A study in Chicago showed that the length of birds' lower leg bones (an indicator of body sizes) shortened by an average of 2.4% and their wings lengthened by 1.3%. In the central Amazon area, birds have decreased in mass (an indicator of size) by up to 2% per decade, and increased in wing length by up to 1% per decade, with links to temperature and precipitation shifts. These morphological trends may demonstrate an example of evolutionary change following Bergmann's rule. [16] [17] [18] [19] Across Eurasia, snowfinches became both smaller and darker over the past 100 years. [20]

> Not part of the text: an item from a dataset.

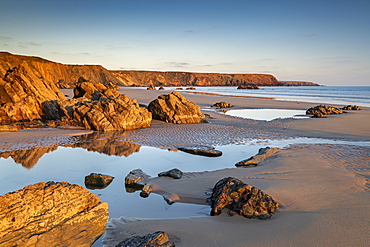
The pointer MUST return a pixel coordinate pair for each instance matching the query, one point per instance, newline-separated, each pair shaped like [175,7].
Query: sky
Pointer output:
[324,41]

Rising temperatures due to global warming have also been shown to decrease the size of many migratory birds. [21] In a first study to identify a direct link between cognition and phenotypic responses to climate change, researchers show that size reduction is much more pronounced in smaller-brained birds compared to bigger-brained species. [21] Reduction in body size is a general response to warming temperatures since birds with smaller bodies can dissipate heat easier, helping to cope with the heat-caused stress. Reduced body and brain sizes also lead to reduced cognitive and competitive ability, making the smaller-species birds easier targets for predators. [21] In another study where researchers compared the brain sizes of 1,176 bird species, they found that species that spend more resources on their young have larger brains as adults. [22] Bird species that feed their offspring after hatching have extended durations during which their young can develop their brain, producing more intelligent and larger-brained offspring. Changing environments due to climate change might impact the ability of birds to obtain enough food to sustain their own brains and provide for their young, resulting in reduced brain sizes. Larger-brained and more intelligent birds, such as the New Caledonian crow, may therefore be able to better cope with the challenges posed by climate change. [22]

Phenology

Differences in an Arctic shorebird phenology between a normal and a hotter year. Saalfeld 2021 bird phenology.png
Differences in an Arctic shorebird phenology between a normal and a hotter year.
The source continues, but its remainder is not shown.